Kisses Bass(picture of a set of red lips kissin a bass)


----------



## DMC

Team Fishnet


----------



## Mud Cat

*How about....*

_...Team Feminess.._


----------



## girlsfishtoo!

Some of you guys are brave......or crazie? but obviously experienced!

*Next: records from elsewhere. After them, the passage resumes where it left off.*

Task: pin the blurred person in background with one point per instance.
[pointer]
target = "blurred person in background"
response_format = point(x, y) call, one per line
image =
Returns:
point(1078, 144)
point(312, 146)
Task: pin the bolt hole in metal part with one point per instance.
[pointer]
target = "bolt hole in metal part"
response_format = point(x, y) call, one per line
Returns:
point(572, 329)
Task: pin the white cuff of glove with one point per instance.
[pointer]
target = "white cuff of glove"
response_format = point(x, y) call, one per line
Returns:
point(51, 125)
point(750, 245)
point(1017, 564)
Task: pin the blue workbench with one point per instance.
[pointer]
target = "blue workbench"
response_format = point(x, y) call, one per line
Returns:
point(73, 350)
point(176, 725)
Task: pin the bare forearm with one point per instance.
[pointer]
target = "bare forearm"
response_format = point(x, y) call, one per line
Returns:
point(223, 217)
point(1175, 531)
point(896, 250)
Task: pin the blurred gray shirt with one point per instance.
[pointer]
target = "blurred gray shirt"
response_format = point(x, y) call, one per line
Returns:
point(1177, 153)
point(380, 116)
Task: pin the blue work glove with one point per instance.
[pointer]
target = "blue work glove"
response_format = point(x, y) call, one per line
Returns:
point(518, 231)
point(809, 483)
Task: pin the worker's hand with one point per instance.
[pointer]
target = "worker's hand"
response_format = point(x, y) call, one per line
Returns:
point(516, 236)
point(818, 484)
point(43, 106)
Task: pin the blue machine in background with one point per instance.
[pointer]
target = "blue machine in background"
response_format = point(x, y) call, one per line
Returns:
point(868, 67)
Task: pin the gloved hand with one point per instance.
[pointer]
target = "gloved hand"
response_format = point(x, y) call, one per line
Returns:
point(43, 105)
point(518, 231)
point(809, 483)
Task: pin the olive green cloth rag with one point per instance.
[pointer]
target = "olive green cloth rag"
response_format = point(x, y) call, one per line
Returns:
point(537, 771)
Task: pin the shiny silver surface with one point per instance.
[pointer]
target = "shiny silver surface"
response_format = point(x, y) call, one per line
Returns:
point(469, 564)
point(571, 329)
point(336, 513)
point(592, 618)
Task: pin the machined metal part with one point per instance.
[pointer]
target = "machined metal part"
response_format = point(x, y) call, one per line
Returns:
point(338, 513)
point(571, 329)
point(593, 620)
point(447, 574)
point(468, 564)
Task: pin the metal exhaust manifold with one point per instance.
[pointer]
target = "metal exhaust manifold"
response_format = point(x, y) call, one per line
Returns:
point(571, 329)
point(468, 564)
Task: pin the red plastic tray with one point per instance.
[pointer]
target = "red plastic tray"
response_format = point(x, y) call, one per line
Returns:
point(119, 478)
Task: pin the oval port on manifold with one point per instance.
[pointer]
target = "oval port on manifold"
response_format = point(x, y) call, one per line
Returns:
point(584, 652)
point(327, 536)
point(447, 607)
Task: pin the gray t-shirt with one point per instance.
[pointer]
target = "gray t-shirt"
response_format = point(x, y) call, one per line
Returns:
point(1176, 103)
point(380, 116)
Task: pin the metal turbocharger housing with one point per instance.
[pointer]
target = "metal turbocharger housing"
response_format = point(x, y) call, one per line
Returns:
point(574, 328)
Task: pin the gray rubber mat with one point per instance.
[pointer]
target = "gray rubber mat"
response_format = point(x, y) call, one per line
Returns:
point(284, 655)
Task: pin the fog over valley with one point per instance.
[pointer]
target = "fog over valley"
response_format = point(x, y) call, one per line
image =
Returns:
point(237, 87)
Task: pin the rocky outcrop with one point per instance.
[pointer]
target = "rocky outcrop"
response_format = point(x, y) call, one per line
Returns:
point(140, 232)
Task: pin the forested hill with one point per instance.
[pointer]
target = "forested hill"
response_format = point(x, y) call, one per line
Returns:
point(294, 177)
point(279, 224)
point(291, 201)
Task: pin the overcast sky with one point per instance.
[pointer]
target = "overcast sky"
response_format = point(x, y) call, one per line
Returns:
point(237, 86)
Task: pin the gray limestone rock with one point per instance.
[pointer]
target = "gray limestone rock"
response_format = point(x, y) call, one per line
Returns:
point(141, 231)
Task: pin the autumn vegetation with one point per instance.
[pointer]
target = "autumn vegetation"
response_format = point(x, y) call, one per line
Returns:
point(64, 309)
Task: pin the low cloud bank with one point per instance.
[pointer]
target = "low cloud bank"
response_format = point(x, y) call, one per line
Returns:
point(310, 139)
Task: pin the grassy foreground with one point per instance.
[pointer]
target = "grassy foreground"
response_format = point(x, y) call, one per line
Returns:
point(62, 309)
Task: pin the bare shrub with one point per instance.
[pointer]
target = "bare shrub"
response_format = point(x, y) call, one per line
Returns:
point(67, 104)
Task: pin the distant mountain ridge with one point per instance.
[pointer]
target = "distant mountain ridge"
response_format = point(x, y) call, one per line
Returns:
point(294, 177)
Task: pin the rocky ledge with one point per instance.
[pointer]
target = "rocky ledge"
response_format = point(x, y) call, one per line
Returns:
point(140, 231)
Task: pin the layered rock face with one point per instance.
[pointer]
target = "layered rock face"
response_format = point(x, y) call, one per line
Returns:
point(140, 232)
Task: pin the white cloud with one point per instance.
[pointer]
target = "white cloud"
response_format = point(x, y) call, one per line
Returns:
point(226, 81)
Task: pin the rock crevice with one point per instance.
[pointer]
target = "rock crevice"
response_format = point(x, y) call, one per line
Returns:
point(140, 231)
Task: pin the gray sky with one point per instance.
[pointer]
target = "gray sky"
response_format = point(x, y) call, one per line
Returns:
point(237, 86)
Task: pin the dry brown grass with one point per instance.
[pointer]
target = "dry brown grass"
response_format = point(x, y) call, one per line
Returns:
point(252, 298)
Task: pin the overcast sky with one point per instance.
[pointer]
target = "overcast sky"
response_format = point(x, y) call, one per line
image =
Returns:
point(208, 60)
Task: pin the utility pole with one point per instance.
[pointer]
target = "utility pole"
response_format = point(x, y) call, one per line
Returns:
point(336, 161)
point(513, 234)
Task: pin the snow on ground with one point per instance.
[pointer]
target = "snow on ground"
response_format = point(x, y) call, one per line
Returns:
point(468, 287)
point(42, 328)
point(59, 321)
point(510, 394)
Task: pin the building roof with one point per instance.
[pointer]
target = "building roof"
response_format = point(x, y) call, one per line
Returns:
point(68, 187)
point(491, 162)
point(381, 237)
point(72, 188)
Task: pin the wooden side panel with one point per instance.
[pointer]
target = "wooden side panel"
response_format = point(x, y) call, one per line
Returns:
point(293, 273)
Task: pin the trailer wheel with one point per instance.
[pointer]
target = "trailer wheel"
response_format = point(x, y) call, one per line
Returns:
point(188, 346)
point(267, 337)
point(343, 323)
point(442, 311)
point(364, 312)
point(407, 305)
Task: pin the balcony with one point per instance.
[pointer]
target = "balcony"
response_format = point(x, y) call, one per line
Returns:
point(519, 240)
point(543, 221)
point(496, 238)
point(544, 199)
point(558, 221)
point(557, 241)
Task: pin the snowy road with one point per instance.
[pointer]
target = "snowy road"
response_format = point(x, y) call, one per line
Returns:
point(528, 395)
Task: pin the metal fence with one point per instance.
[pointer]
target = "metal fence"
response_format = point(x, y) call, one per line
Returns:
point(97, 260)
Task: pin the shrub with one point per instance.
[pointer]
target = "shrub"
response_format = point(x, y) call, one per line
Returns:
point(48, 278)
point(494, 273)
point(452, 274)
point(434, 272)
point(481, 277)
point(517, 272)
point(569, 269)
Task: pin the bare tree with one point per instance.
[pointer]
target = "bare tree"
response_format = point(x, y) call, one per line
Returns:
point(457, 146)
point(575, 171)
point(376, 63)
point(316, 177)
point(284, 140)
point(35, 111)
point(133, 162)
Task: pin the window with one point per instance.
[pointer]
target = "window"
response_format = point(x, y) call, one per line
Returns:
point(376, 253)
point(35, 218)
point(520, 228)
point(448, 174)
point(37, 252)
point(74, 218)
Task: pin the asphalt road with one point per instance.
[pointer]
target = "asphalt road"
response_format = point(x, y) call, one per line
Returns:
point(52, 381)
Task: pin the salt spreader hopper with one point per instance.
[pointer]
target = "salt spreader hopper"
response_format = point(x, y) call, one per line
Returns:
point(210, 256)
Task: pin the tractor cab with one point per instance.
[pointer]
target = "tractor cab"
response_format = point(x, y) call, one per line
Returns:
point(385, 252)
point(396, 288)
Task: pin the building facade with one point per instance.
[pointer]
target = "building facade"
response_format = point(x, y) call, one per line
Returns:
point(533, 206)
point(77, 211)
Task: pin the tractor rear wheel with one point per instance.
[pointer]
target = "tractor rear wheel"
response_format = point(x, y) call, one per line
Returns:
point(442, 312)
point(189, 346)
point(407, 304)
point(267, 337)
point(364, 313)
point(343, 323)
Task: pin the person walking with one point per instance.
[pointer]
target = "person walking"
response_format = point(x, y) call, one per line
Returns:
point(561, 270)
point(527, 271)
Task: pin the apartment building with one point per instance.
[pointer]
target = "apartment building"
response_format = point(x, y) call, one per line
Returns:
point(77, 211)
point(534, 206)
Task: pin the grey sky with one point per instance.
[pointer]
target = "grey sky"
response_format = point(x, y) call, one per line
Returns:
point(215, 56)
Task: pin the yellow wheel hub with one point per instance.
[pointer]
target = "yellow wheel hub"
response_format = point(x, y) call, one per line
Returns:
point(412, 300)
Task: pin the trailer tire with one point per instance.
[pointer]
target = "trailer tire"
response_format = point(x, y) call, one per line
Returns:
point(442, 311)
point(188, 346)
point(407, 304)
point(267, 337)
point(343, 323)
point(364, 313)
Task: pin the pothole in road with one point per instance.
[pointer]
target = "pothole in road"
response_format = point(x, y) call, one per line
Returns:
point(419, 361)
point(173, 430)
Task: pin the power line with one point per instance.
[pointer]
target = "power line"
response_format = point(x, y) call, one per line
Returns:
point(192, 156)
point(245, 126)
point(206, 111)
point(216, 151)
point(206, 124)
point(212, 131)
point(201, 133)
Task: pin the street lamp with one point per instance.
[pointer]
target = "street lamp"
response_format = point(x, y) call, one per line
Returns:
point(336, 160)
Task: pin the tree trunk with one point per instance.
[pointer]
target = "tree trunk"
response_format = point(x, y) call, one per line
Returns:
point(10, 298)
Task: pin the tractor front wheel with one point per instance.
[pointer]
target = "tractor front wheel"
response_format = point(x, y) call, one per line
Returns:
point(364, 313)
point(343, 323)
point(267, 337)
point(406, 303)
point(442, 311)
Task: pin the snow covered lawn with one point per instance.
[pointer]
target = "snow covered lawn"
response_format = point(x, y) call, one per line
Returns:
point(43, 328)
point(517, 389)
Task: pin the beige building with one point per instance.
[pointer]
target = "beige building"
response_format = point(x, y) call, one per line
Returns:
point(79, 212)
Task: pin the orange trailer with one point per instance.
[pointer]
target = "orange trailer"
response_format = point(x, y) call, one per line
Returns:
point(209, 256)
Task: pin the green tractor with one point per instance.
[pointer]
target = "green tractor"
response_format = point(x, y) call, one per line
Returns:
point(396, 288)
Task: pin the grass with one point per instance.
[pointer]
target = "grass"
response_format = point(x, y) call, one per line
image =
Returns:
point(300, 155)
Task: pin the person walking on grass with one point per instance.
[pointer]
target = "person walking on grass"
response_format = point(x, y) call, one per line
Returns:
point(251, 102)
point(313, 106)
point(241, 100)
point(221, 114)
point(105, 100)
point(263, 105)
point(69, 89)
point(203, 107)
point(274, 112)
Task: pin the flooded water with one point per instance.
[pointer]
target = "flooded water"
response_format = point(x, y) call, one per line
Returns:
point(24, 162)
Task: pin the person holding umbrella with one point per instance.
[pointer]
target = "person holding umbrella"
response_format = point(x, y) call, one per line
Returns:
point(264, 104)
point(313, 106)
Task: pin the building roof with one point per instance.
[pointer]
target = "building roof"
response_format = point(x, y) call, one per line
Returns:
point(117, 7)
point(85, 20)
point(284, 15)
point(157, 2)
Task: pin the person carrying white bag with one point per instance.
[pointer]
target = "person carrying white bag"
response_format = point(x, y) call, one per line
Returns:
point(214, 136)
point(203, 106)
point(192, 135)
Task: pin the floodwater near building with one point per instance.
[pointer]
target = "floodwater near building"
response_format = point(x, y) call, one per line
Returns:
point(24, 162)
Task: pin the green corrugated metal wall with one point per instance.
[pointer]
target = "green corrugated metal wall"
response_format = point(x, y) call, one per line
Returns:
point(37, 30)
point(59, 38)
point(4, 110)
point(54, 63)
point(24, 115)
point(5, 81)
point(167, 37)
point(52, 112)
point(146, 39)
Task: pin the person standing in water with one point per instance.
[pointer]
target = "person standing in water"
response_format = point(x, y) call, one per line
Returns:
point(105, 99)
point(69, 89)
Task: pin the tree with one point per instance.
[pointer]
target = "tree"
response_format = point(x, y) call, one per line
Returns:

LOL!!

How about....Reel Women


----------



## capt. david

how about reel hookers!


----------



## Clint Powell

How about...........
Jiggin' Jewels
Backlash Beauties
Bassin' Babes


----------



## Fuelin

*Got It*

*Team Hooterific*


----------



## greyhornet2000

Dances With Fish


----------



## Larry Pure

*Name*

Lace'n'Lures or Lures'n'Lace


----------



## OxbowOutfitters

Leather & Lace fishin team.....?

Team Lures & Lace ?

Fish Naked fishin team...?

Oxx..:question:


----------



## MLCinNCTX

How about "Casting Cuties"


----------



## Getthenet

*Weman Fishing Names*

1. "Angling Angels"

2. " Topping Corks"

3. "Angling Beauties"


----------



## Getthenet

*names*

"Angling Angels"
" Angling Beauties"
" Reel-N-Ladies"



TEAMAFISHINADO said:


> IT IS FOR A FRESHWATER TOURNY
> 
> SOMETHING LIKE THE "*BIG MOUTH BASSES*"
> 
> ANY SUGGESTIONS ARE GREATLY APPRECIATED.
> 
> THANKS
> 
> T/A


----------



## polekaat

Master Baiters

Lady Luck
Reel Ladies
Bite Me
Team Alure
Big Mouth Ladies
Reel Screamers

polekaat


----------



## FishKiller

Ladyfish
or 
Pole Position


----------



## sharphooks

Girlz gone Fishn


----------



## Lagunar boy aka Josh

mid life crisis lol..lol..lol..lol..lol..


----------



## 79_ag

The Hookers


----------



## roadtrip57

line dancers

waterwitches

giggles jiggles wiggles


----------



## ccrocker1313

Pole Dancers..


----------



## gorda dave

*Name*

Chicks with Sticks

You really want my opinion?

Ladies First

IQ counts!

Team Rational


----------